PORTRAITS: Honoring the women who make our clothing

When the people of White Salmon, Wash., stepped into their community library last fall, they probably didn’t think they’d be leaving without the labels on their clothing. That is unless they knew they were going to encounter Janet Essley’s interactive painting exhibit titled “Presente: She is Here With Us.”

Essley, a visual artist who lives in the rural, northwest town, displayed her portraits of women garment workers from around the world along with “doll” forms, a map of the world, scissors, and safety pins. As part of the exhibit, the public was invited to cut the labels off their own clothing and pin them to the doll forms.

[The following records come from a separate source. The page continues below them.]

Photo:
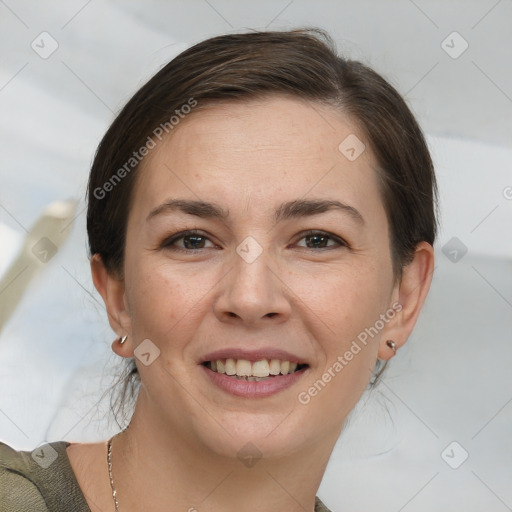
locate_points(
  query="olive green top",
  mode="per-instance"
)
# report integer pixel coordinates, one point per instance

Over the course of the month, several of the dolls evolved into a visceral “graph” of where the clothing in most American closets is made — 20 percent U.S., 20 percent Mexico and Central America, 20 percent Southeast Asia, 20 percent India, Bangladesh, Sri Lanka, a smattering from Europe, South Africa, Pacific Islands, Arabian Peninsula, and the rest from China.

“These women are valued because they adapt easily to industrial discipline, are quiet, patient, and dexterous. Each is willing to work 40, 60, 80 hours a week, often as the sole support of her family, at subsistence wages in even the poorest of countries. … She does this because corporate globalization has crushed the traditional world into which she was born … including the U.S. The paintings encourage a globalization of empathy and the human right for work with dignity,” Essley says.